Ces considérations sont l’une des raisons pour lesquelles les spécialistes
(y compris les centres de conseil ou les ONG spécialisés dans l’aide
aux victimes comme Wildwasser e.V.) recommandent souvent de ne pas
dénoncer les faits
. La
durée des procédures, la légèreté perçue des peines et le délai
de prescription peuvent aussi agir comme un frein. La Commission
d’enquête a formulé des recommandations pour remédier à ces problèmes,
préconisant notamment de dispenser une formation appropriée aux
procureurs et aux juges, d’accélérer les procédures et de doter
de manière durable le système judiciaire des ressources humaines
et matérielles requises.
41. Il convient cependant de reconnaître que la modification en
2015 des modalités d’application du délai de prescription, lequel
ne commence désormais à courir que lorsque les victimes atteignent
l’âge de 30 ans, représente un progrès considérable. En outre, pour
les abus sexuels les plus graves commis sur des enfants, le délai
de prescription peut atteindre 20 ans. Le nouveau délai de prescription
ne s’applique pas aux victimes et survivants d’infractions pénales
déjà prescrites le 27 janvier 2015, date d’entrée en vigueur de
la loi, ce qui n’a pas manqué de provoquer le mécontentement de
bon nombre des personnes concernées.
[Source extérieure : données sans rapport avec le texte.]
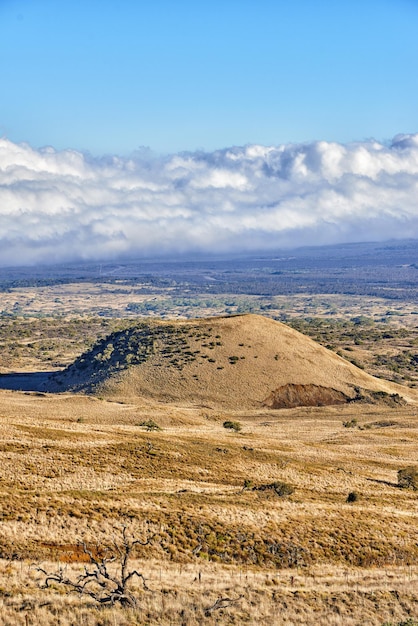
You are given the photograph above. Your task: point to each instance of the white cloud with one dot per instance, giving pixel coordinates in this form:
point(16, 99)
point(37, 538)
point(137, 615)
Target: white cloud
point(60, 206)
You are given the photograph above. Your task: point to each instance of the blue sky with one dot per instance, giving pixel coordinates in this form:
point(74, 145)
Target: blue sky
point(109, 77)
point(145, 128)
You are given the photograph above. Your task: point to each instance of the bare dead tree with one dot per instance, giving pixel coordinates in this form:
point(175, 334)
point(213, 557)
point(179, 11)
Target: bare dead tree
point(106, 585)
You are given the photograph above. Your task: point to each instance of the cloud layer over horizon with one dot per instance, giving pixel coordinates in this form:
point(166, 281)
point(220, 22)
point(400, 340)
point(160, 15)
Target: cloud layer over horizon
point(67, 206)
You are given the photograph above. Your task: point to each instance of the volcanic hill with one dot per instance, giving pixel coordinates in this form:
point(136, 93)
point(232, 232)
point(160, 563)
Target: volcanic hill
point(236, 362)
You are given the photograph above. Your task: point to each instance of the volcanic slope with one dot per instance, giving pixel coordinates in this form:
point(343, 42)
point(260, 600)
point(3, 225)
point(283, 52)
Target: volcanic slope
point(235, 362)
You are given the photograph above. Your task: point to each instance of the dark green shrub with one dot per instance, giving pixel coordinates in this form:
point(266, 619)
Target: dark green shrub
point(233, 425)
point(280, 488)
point(352, 496)
point(150, 425)
point(408, 478)
point(351, 424)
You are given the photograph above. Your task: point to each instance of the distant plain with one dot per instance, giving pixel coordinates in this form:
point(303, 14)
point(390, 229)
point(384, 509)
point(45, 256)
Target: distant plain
point(77, 467)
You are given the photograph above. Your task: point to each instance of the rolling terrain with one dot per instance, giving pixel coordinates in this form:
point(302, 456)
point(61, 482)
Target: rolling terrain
point(251, 487)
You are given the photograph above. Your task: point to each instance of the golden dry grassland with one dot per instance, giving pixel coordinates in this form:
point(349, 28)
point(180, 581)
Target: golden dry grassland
point(75, 468)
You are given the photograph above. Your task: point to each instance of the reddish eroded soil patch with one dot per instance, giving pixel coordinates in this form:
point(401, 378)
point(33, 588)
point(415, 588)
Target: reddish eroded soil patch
point(293, 395)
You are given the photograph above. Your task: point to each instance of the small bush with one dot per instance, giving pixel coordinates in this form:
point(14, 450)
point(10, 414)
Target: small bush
point(280, 488)
point(408, 478)
point(150, 425)
point(351, 424)
point(233, 425)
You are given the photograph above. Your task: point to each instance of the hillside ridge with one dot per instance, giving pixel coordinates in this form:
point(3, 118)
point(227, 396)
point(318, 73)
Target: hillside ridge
point(238, 361)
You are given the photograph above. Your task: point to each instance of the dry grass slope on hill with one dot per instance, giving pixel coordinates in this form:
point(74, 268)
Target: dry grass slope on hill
point(235, 362)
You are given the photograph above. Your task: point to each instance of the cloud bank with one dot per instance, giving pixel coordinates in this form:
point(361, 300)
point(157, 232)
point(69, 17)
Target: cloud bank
point(66, 206)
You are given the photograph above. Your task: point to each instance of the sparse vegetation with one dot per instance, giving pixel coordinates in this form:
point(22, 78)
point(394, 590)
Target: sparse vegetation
point(232, 425)
point(408, 477)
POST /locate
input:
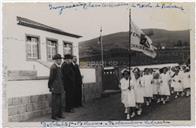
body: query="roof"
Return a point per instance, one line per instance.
(34, 24)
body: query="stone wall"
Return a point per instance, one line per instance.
(23, 108)
(26, 107)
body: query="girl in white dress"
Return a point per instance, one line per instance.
(164, 86)
(186, 81)
(156, 86)
(127, 94)
(139, 91)
(147, 83)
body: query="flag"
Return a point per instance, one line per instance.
(139, 41)
(100, 37)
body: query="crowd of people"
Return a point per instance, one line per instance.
(65, 77)
(142, 87)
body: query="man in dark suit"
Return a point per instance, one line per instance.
(69, 82)
(55, 85)
(78, 87)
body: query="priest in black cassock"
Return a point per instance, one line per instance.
(69, 81)
(78, 86)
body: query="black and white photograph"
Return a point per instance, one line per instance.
(98, 63)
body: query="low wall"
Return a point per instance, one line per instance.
(24, 106)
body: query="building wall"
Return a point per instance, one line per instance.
(32, 98)
(14, 46)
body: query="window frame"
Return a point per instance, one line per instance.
(68, 42)
(38, 46)
(53, 39)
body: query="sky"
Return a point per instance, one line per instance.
(87, 22)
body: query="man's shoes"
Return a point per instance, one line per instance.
(62, 117)
(69, 110)
(54, 118)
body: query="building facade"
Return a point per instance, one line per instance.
(29, 46)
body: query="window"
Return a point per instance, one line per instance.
(67, 48)
(32, 47)
(51, 48)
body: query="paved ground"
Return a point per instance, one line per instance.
(110, 108)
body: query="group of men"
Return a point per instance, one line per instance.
(65, 77)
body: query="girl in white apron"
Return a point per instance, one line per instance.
(187, 81)
(164, 86)
(127, 94)
(156, 86)
(147, 83)
(139, 91)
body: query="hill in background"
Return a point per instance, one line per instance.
(120, 40)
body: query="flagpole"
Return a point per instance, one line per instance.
(101, 47)
(129, 50)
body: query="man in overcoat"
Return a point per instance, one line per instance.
(68, 82)
(78, 86)
(55, 85)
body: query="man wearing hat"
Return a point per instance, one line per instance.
(68, 82)
(78, 86)
(55, 85)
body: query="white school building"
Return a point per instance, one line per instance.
(28, 48)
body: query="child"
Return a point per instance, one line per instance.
(147, 83)
(55, 85)
(156, 86)
(127, 94)
(164, 86)
(139, 90)
(177, 82)
(186, 81)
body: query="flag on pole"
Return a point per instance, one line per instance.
(140, 41)
(100, 37)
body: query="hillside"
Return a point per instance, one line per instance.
(119, 40)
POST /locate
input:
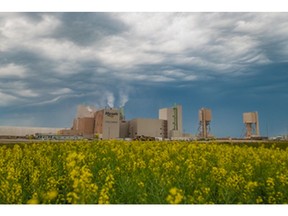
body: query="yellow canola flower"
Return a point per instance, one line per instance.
(175, 196)
(52, 194)
(33, 201)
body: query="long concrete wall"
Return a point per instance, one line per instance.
(23, 131)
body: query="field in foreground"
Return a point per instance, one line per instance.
(143, 173)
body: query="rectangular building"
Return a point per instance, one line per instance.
(173, 116)
(107, 123)
(147, 127)
(84, 126)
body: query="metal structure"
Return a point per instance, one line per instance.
(205, 117)
(173, 125)
(250, 119)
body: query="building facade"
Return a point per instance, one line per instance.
(147, 127)
(107, 123)
(173, 116)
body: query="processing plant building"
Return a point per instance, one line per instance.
(110, 123)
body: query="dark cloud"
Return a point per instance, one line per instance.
(230, 62)
(88, 28)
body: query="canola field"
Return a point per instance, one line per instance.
(119, 172)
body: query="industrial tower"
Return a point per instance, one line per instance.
(250, 119)
(205, 117)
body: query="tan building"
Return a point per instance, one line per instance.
(147, 127)
(173, 116)
(205, 117)
(107, 123)
(250, 119)
(84, 126)
(86, 111)
(124, 129)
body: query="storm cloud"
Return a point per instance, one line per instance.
(231, 62)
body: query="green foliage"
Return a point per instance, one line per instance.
(143, 173)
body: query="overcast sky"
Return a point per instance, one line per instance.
(228, 62)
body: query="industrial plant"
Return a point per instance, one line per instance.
(110, 123)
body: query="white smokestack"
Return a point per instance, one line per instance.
(110, 99)
(123, 98)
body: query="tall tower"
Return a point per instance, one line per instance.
(205, 117)
(250, 119)
(173, 116)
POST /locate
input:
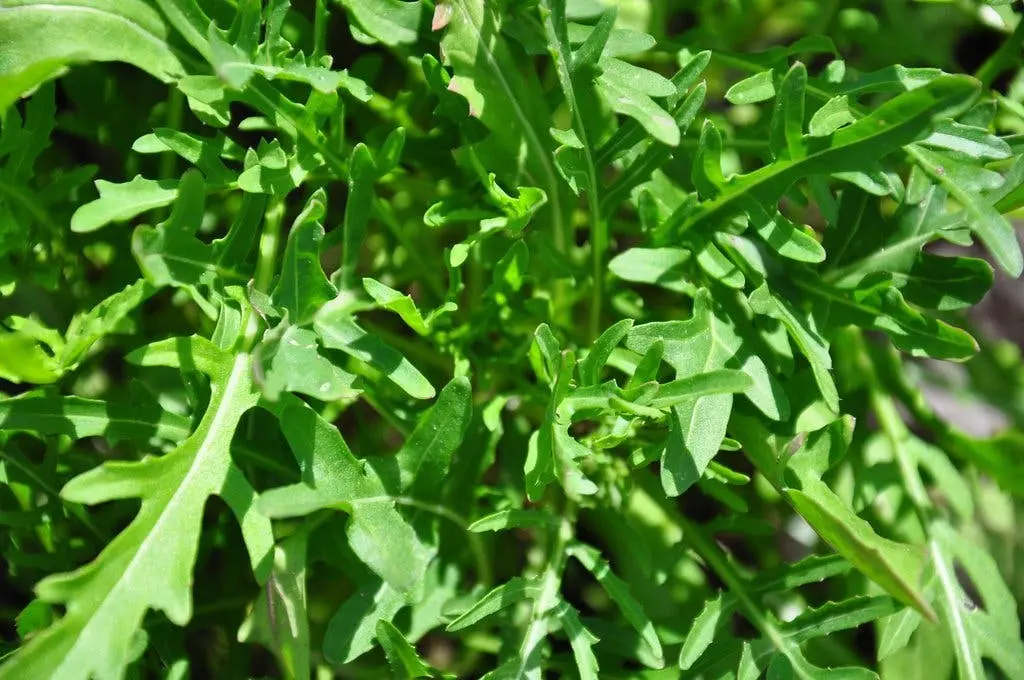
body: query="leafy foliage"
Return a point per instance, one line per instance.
(507, 339)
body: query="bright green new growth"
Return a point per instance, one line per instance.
(525, 344)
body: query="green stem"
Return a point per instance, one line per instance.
(268, 242)
(1008, 54)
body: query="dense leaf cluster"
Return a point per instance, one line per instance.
(506, 339)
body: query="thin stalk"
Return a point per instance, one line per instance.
(719, 563)
(320, 30)
(551, 584)
(1008, 54)
(175, 107)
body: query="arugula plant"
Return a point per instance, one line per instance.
(506, 339)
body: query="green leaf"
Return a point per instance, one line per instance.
(515, 518)
(758, 87)
(390, 22)
(787, 121)
(715, 382)
(696, 427)
(581, 639)
(590, 367)
(120, 203)
(877, 303)
(290, 360)
(894, 124)
(358, 207)
(786, 239)
(280, 617)
(45, 38)
(333, 477)
(985, 220)
(108, 316)
(663, 266)
(803, 331)
(337, 330)
(204, 153)
(982, 629)
(424, 460)
(78, 418)
(303, 288)
(830, 117)
(619, 591)
(24, 359)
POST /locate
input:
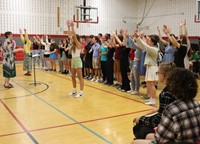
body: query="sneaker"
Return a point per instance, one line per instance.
(79, 95)
(151, 102)
(86, 77)
(72, 93)
(135, 93)
(90, 78)
(145, 97)
(93, 79)
(147, 100)
(129, 91)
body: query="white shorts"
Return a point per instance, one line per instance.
(151, 73)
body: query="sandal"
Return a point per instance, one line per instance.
(10, 85)
(27, 74)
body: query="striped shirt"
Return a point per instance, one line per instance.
(165, 98)
(180, 122)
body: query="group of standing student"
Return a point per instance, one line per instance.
(178, 117)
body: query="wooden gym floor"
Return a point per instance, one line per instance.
(45, 114)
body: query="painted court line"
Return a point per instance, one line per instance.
(102, 90)
(19, 122)
(66, 115)
(70, 124)
(89, 121)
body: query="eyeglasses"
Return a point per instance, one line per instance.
(157, 73)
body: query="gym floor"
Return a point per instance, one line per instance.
(45, 114)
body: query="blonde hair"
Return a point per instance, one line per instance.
(166, 67)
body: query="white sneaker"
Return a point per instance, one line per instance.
(72, 93)
(129, 91)
(151, 102)
(80, 94)
(93, 79)
(135, 93)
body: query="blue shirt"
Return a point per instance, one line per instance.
(103, 51)
(169, 54)
(129, 42)
(95, 49)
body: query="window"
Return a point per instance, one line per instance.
(198, 9)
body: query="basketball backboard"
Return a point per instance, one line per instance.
(86, 14)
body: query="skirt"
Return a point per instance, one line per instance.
(53, 56)
(27, 65)
(76, 63)
(9, 72)
(151, 73)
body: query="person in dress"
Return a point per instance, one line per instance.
(9, 70)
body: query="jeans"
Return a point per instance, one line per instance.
(124, 66)
(110, 70)
(44, 64)
(103, 69)
(36, 59)
(135, 76)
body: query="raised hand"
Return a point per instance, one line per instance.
(20, 30)
(181, 23)
(158, 29)
(184, 22)
(68, 23)
(166, 29)
(136, 34)
(72, 23)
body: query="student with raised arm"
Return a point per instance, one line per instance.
(179, 45)
(180, 121)
(76, 66)
(150, 62)
(145, 124)
(27, 65)
(169, 49)
(36, 51)
(9, 70)
(96, 59)
(135, 71)
(46, 52)
(124, 60)
(186, 59)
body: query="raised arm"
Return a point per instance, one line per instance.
(35, 38)
(161, 39)
(180, 28)
(121, 43)
(171, 38)
(26, 35)
(186, 34)
(21, 36)
(42, 41)
(78, 44)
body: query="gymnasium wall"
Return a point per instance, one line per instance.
(40, 16)
(169, 12)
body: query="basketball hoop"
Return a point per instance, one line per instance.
(88, 20)
(196, 20)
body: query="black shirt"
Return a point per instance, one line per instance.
(88, 55)
(35, 46)
(110, 53)
(124, 54)
(179, 56)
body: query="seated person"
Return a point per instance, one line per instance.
(146, 124)
(180, 121)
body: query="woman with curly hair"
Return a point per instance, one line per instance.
(180, 121)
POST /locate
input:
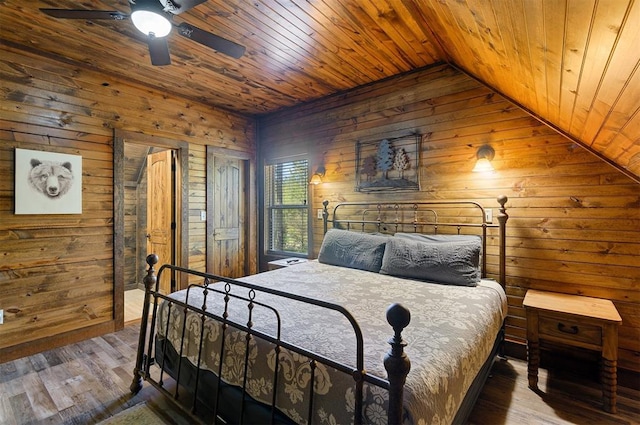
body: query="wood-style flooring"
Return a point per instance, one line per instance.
(87, 382)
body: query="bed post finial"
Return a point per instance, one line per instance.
(149, 285)
(396, 362)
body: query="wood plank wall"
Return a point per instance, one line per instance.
(574, 222)
(56, 272)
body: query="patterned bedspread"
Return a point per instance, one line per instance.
(450, 336)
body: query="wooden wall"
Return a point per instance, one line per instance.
(574, 222)
(56, 272)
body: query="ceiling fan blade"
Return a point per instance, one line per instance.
(159, 51)
(85, 14)
(213, 41)
(178, 6)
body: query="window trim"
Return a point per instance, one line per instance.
(266, 210)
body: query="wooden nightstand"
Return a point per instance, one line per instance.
(577, 321)
(285, 262)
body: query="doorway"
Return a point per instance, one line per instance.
(228, 213)
(150, 184)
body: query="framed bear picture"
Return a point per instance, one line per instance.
(47, 182)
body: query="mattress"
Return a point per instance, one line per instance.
(451, 334)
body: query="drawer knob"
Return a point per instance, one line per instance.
(567, 329)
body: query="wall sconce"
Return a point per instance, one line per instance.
(484, 154)
(317, 177)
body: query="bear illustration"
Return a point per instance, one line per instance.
(51, 178)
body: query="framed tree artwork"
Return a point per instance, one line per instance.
(388, 165)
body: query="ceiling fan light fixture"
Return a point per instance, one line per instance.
(149, 18)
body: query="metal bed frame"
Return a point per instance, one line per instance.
(388, 217)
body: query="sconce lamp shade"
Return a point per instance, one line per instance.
(316, 179)
(483, 165)
(149, 18)
(485, 154)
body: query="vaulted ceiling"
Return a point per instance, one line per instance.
(572, 63)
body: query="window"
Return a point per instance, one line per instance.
(286, 193)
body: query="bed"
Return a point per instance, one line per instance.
(324, 341)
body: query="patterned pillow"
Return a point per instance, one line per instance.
(448, 262)
(352, 249)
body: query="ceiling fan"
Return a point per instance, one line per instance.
(154, 19)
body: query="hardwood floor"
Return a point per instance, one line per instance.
(87, 382)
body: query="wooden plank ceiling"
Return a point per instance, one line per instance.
(572, 63)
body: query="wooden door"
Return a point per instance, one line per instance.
(228, 210)
(160, 211)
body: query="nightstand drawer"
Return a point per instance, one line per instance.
(570, 330)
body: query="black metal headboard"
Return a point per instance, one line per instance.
(434, 217)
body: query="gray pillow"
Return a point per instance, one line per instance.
(352, 249)
(453, 263)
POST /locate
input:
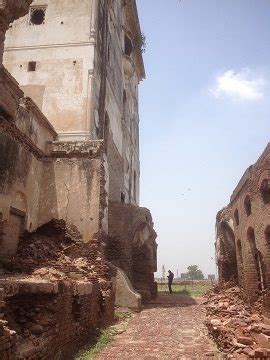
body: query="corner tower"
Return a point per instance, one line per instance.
(81, 62)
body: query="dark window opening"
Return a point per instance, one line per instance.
(247, 204)
(239, 249)
(135, 186)
(37, 16)
(267, 234)
(236, 217)
(257, 259)
(106, 133)
(265, 191)
(32, 66)
(128, 46)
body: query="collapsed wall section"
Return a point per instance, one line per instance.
(248, 215)
(131, 246)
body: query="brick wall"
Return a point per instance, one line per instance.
(129, 249)
(252, 244)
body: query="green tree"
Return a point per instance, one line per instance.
(194, 273)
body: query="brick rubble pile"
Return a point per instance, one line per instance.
(241, 331)
(56, 252)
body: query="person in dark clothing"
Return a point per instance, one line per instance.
(170, 280)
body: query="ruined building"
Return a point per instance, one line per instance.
(243, 233)
(73, 240)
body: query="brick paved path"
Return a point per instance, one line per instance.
(169, 328)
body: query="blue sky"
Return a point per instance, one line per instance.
(205, 116)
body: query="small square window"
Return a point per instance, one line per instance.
(37, 15)
(32, 66)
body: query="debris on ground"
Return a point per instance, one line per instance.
(240, 330)
(56, 252)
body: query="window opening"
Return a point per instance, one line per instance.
(37, 15)
(239, 249)
(32, 66)
(265, 191)
(247, 204)
(128, 46)
(236, 217)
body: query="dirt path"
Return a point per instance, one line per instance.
(169, 328)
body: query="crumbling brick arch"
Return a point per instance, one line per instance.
(265, 190)
(144, 260)
(255, 267)
(239, 251)
(14, 225)
(236, 216)
(226, 253)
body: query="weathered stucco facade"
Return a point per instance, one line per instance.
(69, 172)
(243, 229)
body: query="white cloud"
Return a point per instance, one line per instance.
(240, 85)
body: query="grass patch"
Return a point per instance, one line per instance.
(195, 290)
(104, 338)
(121, 315)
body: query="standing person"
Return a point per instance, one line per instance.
(170, 280)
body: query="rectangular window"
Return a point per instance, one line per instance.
(32, 66)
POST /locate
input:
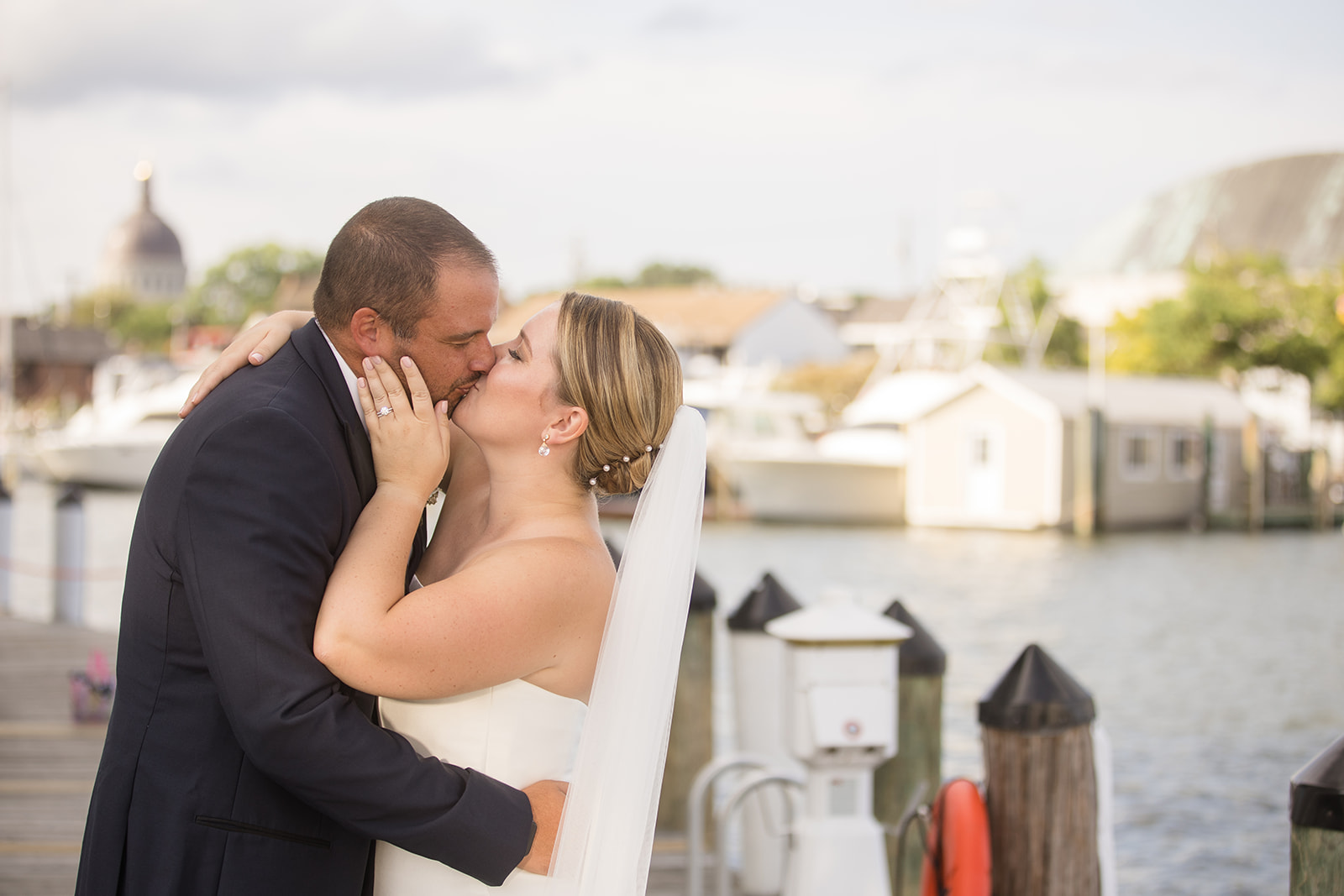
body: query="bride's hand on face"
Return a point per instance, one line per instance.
(409, 434)
(250, 347)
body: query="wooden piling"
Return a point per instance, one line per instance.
(1316, 799)
(691, 743)
(71, 557)
(1041, 781)
(921, 667)
(1254, 459)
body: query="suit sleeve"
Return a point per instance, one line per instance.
(261, 526)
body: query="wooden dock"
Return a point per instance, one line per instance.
(47, 763)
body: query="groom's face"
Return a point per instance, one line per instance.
(452, 345)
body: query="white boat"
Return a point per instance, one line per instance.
(853, 474)
(846, 476)
(114, 439)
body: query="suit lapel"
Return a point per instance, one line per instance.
(313, 348)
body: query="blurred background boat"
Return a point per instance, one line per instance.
(116, 438)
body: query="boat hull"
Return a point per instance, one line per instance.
(819, 490)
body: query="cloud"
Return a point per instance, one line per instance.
(685, 20)
(67, 50)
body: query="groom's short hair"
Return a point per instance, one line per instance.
(387, 257)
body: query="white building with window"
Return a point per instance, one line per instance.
(999, 452)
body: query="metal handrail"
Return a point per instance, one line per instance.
(783, 778)
(696, 812)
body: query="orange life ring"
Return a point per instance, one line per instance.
(958, 857)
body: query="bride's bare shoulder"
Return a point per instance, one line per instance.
(551, 569)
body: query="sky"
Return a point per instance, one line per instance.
(830, 147)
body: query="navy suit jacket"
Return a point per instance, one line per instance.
(234, 761)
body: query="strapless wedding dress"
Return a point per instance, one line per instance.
(514, 732)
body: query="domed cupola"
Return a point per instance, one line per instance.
(143, 254)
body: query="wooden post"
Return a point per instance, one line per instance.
(691, 743)
(759, 671)
(921, 665)
(1041, 781)
(1254, 459)
(1316, 799)
(6, 548)
(71, 555)
(1085, 513)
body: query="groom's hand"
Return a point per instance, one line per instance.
(548, 799)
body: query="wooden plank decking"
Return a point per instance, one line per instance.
(47, 763)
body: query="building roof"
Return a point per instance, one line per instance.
(38, 343)
(1292, 207)
(692, 317)
(1153, 401)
La réforme de la justice pénale
de 2015 a également amélioré la situation en ce qui concerne la
poursuite des infractions liées à la pédopornographie et à l’exploitation
sexuelle des enfants (sexueller Missbrauch
Schutzbefohlener). La criminalisation du pédo-piégeage
(cyber-grooming) était à l'examen
(parlementaire) pendant ma visite. Elle a récemment été inscrite
dans la loi allemande selon ma collègue Mme Sybille
Benning le 19 mai 2020. La première maison pour enfants basée sur
le modèle islandais Barnahús a
ouvert ses portes à Leipzig en septembre 2018.
5.1.2. Soutien
aux victimes
42. Les trois principales revendications
de l’ONG « Eckiger Tisch e.V.»
(créée par des victimes d’abus sexuels sur mineurs infligés dans
des écoles catholiques gérées par l’ordre des Jésuites) reflète
parfaitement les demandes des ONG créées par des victimes et survivants
en Allemagne et s’établissent comme suit: « réévaluation » (Aufarbeitung), soutien et indemnisation.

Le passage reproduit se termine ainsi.